Multiple Tuned Liquid Dampers for Efficient and Robust Structural Control

Abstract

In traditional tuned liquid damper (TLD) installations, TLD tank(s) are tuned to a single optimal frequency as determined by well-known dynamic vibration absorber theory. A multiple tuned liquid damper (MTLD) is created when the sloshing frequencies are distributed over a range near the structural frequency. In this paper, an equivalent mechanical model for a structure–MTLD system is developed. A third-order nonlinear multimodal model is employed to assess nonlinear fluid affects and serve as independent model verification. To the authors’ knowledge, this is the first time the nonlinear energy dissipation associated with damping screens and the nonlinear coupling amongst sloshing modes has been considered for MTLD systems. MTLD systems consisting of one (traditional TLD), two, and three tanks are used to reduce the resonant response of a single degree of freedom structure.
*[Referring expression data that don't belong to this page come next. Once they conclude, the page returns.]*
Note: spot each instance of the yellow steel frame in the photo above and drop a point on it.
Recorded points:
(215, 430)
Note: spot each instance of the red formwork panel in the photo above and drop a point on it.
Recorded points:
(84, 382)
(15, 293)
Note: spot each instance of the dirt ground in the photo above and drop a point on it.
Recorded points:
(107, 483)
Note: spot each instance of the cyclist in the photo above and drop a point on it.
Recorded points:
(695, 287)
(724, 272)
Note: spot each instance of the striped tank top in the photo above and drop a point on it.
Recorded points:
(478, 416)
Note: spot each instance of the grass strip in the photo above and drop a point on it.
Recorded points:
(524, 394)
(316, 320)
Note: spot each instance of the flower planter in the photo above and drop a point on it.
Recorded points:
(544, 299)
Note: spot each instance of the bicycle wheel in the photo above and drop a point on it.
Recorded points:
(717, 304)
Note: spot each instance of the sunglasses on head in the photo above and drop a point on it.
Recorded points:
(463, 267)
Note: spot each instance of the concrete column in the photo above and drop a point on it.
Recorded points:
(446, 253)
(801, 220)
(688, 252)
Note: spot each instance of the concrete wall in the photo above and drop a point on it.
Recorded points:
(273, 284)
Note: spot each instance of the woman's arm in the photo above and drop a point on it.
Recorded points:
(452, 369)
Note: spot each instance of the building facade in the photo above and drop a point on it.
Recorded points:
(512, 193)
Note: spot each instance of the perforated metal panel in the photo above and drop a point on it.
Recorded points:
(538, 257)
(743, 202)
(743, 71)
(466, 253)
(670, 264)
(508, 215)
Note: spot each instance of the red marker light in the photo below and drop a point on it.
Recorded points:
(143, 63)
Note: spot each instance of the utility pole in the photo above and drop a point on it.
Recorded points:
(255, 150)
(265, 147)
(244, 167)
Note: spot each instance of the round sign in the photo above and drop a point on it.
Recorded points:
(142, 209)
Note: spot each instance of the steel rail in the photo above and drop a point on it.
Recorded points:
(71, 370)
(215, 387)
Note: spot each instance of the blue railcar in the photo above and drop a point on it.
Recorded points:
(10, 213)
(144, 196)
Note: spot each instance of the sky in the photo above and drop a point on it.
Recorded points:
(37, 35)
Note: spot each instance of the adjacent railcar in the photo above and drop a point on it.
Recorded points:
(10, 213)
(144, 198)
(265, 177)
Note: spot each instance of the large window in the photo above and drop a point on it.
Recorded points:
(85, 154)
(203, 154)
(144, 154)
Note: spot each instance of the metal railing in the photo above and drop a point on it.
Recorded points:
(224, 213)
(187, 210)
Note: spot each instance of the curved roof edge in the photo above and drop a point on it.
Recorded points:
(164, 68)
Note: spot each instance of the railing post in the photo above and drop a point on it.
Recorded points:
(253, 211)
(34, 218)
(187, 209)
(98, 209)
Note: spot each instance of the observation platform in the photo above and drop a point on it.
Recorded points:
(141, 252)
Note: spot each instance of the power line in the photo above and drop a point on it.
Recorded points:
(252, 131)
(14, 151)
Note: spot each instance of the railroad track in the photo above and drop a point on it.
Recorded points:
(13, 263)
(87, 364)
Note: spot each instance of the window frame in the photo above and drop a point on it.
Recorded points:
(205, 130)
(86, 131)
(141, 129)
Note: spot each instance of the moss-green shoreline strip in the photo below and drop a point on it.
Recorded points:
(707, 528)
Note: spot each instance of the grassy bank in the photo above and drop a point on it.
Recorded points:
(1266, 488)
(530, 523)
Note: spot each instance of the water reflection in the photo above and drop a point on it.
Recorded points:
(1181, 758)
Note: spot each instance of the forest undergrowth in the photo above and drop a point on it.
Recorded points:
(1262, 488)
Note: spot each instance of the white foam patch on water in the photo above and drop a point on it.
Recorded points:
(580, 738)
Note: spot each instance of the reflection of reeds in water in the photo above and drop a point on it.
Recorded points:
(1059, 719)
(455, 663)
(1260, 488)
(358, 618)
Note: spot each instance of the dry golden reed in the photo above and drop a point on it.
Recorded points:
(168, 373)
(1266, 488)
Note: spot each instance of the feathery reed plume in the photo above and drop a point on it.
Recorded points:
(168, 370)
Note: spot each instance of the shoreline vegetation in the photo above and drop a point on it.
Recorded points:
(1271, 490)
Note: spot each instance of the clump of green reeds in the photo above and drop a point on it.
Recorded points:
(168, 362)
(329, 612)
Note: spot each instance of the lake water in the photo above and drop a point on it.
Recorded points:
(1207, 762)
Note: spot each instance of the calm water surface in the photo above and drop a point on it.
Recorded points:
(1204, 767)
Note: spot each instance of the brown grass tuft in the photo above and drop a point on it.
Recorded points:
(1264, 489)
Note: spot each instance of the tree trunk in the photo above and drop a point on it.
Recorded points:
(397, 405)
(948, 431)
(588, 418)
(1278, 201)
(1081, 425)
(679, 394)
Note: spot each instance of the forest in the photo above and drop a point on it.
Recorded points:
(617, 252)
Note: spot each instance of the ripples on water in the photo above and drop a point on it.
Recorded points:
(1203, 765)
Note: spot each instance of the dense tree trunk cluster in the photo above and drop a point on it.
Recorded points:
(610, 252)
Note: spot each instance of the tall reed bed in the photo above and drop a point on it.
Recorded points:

The MTLD provides structural control that is superior to a traditional TLD. The MTLD is less sensitive to the structural excitation amplitude, which enables the device performance to be maintained at low amplitude excitations associated with common wind events. The MTLD is also shown to be more robust to changes to the structure’s natural frequency than the traditional TLD. Since many TLD installations require multiple tanks to satisfy space restrictions, the findings of this paper are highly relevant to structural engineering. This paper shows that by slightly altering the fluid depth of each tank, improved structural control performance can be achieved at little additional cost.